Şimdi sen de vaz geçmek istiyor ama neresinden başlayacağını bilemiyorsan belki söyleyeceklerim sana yol gösterebilir

* Büsküvi, çikolatada bazı şüpheli ürünler olduğu konusunda hem fikirsek sana öncelikle bunları terk etmeni öneririm çünkü yeri en kolay dolanlar onlar. Nesi şüpheli ya da harammış dersen kısaca anlatayım:

Bu ürünlerin hemen hemen hepsinde hidrojenize bitkisel yağ var margarin hakkında daha önce konuşmuştuk zaten.

Emülgatör var: Yağ ve su fazını biraya getirmeye yarayan bu katkı maddesi hayvansal kökenli; işin içine hayvan girince de çok dikkatli olmak gerekiyor çünkü yabancı ülkelerden gelen bu katkı maddelerinin domuzdan elde edilmiş olma riskleri her zaman mevcut ve ben bu riski göze alamam dinimizde haram olan bir şeyin şüphesi bile ondan kilometrelerce uzağa kaçmaya yeter diye düşünüyorum eğer inek olsa bile kesilirken besmele çekilmiş olması lazım.

Soya lesitini var: Bu madde de emülgatörün bitkisel versiyonu bunda da maalesef GDO konusu işin içine giriyor, GDO haram olduğu konusunda fetva var ve artık Dünya üzerinde GDO’suz soya kalmadığı söyleniyor.(yerel üreticilerde olabilir ama onlar da bu katkı maddelerinin yapımında kullanılmıyor maalesef) GDO işine girersek yandık diyebilirsiniz doğru içine girip genlerine bakamayacağımıza göre bir ürünün GDO’lu olup olmadığını anlamaya imkan yok varsa da ben bilmiyorum ama GDO’lu olduğundan emin olduğumuz üründen kaçarak kendi üstümüze düşeni yapabiliriz.

Peynir altı suyu tozu var: Peynirin de nesi varmış diyorsanız mayası varmış. Peynir mayaları şirdenden üretilir burda da domuzun mide özsuyu kullanılıyormuş haliyle altının suyunun tozu da direk şüphelilere giriyor.
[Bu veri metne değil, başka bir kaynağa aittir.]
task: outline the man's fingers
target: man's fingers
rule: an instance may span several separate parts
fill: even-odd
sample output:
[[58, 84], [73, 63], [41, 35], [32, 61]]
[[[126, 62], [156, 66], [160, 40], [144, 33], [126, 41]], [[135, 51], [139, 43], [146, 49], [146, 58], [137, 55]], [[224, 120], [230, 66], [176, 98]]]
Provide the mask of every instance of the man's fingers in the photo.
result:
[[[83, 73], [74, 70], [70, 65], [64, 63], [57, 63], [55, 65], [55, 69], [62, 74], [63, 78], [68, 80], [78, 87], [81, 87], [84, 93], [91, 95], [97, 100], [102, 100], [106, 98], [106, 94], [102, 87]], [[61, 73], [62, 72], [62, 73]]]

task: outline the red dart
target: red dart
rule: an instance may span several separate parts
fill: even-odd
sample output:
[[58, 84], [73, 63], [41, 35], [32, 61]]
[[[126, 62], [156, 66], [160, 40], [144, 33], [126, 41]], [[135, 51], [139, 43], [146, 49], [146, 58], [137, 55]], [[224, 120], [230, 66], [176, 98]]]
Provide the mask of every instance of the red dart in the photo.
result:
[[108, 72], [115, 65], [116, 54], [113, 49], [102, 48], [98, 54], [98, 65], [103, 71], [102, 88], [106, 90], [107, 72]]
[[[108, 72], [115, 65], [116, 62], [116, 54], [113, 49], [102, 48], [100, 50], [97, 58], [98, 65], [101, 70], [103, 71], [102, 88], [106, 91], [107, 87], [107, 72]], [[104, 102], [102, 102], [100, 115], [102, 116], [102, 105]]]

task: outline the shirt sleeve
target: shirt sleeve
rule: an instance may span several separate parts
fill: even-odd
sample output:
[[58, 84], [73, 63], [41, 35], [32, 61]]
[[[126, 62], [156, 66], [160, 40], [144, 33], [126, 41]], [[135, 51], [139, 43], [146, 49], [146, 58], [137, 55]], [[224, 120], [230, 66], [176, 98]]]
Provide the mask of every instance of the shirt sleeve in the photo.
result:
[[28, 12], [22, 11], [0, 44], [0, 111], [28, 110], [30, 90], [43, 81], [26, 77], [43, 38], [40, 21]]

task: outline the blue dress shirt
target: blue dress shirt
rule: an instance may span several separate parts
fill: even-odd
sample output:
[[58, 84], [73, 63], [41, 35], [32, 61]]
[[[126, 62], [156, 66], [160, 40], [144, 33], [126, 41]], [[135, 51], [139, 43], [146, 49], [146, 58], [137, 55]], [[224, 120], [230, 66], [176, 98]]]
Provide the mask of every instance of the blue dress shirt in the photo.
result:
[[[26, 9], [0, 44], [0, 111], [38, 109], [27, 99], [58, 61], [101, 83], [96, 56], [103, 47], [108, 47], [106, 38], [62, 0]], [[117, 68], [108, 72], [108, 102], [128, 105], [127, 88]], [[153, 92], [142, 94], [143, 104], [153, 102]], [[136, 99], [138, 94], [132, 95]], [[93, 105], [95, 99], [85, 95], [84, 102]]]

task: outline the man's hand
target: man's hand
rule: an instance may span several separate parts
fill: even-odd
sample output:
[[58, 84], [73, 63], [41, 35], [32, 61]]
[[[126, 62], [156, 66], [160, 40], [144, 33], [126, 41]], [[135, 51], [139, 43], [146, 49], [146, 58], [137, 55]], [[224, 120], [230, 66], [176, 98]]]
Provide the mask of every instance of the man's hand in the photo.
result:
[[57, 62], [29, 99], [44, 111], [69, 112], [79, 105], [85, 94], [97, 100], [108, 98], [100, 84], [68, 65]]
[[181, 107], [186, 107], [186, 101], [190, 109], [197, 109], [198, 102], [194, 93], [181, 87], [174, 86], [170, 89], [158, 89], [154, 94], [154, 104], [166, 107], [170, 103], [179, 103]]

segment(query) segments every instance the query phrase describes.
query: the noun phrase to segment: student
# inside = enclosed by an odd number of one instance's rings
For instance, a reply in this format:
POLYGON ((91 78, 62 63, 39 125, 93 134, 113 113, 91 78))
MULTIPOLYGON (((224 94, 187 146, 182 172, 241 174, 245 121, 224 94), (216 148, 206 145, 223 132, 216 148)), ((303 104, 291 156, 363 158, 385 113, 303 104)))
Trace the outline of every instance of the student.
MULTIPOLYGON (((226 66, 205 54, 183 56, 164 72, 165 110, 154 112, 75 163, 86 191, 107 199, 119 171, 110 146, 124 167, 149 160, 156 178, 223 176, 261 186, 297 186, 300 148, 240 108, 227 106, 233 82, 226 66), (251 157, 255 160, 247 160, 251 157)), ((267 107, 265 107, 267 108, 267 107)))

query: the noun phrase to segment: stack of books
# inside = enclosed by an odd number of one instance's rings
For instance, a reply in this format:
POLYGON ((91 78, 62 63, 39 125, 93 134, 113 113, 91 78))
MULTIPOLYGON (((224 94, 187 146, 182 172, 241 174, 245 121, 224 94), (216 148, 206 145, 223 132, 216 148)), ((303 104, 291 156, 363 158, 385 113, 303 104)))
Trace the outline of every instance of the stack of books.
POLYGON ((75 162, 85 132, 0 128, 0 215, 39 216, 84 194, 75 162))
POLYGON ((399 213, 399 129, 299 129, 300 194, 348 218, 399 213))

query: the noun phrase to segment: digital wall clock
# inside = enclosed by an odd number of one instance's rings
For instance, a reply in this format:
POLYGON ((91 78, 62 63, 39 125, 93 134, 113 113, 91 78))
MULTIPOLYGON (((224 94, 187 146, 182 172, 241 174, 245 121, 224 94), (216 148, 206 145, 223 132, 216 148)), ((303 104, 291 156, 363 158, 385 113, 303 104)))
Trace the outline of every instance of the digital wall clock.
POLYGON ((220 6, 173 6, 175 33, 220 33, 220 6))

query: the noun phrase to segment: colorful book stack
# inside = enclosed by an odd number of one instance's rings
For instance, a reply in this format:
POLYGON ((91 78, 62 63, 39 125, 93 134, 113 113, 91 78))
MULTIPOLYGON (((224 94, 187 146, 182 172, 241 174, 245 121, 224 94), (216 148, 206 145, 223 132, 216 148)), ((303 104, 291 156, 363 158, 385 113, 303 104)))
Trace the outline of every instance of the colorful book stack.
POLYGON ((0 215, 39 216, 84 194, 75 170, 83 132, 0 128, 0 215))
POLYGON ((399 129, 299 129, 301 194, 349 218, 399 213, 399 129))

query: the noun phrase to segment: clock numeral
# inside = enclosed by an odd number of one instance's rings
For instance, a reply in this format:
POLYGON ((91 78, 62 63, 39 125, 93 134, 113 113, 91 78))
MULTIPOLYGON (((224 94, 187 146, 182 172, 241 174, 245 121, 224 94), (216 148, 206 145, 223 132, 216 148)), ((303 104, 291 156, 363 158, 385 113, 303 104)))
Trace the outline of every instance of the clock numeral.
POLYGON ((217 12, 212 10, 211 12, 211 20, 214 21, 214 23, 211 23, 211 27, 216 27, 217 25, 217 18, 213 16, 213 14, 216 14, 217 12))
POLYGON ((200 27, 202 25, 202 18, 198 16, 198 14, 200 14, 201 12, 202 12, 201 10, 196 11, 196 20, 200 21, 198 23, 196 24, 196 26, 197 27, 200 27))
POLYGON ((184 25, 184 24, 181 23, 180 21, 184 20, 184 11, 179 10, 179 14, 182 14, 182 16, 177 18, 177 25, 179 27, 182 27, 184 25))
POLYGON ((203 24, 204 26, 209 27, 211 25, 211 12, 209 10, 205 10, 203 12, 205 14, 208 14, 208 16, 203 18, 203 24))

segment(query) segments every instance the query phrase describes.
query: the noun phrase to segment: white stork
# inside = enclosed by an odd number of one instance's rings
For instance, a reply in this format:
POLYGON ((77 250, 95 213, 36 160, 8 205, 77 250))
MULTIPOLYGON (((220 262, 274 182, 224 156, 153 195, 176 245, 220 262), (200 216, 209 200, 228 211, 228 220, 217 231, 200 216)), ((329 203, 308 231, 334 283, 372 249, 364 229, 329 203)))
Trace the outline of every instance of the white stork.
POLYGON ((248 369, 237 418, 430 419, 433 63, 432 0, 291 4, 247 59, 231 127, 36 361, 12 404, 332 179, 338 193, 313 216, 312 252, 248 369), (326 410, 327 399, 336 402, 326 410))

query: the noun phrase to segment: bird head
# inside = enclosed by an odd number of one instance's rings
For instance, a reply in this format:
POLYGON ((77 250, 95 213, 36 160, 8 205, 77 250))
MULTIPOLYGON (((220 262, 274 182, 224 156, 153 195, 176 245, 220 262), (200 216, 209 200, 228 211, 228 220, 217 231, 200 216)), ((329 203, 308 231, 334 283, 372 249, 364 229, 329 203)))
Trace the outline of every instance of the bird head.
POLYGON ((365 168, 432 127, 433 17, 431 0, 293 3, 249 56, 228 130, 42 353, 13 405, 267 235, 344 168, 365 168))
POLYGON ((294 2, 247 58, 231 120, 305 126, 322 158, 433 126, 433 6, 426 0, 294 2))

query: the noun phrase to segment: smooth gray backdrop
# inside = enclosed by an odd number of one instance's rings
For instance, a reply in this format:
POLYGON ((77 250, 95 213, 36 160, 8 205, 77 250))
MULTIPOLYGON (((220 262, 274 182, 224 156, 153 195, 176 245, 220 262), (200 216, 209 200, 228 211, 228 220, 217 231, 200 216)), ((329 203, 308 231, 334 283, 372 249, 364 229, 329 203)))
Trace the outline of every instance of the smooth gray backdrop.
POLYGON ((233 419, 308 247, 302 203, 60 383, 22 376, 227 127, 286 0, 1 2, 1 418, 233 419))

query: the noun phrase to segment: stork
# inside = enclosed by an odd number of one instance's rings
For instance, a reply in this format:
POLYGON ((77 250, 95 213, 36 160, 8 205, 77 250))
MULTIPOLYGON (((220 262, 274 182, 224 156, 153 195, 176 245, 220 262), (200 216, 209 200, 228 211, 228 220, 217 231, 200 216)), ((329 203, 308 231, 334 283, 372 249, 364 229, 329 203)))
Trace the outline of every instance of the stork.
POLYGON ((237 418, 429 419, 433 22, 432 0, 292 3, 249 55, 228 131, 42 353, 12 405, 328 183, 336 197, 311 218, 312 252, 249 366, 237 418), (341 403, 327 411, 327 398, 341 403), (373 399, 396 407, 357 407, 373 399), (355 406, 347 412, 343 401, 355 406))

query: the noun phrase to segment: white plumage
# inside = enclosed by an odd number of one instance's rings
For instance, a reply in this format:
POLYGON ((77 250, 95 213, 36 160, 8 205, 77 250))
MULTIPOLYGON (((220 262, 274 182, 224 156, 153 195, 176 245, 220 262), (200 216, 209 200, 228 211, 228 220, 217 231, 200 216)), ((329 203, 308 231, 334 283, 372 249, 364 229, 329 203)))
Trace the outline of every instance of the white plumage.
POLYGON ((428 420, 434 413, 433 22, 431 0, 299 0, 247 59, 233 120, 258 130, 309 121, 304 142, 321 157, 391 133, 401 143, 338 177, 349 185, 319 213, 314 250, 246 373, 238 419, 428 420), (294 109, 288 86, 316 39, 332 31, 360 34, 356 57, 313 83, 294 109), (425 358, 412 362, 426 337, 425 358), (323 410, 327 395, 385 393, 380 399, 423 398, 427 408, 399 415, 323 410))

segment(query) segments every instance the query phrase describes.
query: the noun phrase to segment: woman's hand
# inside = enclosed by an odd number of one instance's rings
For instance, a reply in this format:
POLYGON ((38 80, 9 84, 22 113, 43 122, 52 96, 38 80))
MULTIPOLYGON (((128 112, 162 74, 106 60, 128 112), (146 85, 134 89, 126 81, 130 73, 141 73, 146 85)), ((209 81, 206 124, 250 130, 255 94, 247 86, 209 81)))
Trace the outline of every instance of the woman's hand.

Herkes domuz kullanıyor demiyorum çünkü mikrobiyal mayalar da var ben şüpheden bahsediyorum ve en az maliyette en çok verimi almaya çalışan gıda teröristlerine güvenmiyorum hepsi bu.

Jelatin var: Ona da hazır yoğurt konusunda değinmiştik.

MSG tuzu var ki evlere şenlik. Diğer adı Çin tuzu olan bu madde beyindeki tad alma noktasını etkileyerek yediğin besini çok lezzetli algılamanı sağlıyor böylece ne yersen ye sana Dünya’nın en lezzetli yemeği gibi geliyor. Bu tuz en çok fast food dünyasında kullanılıyormuş.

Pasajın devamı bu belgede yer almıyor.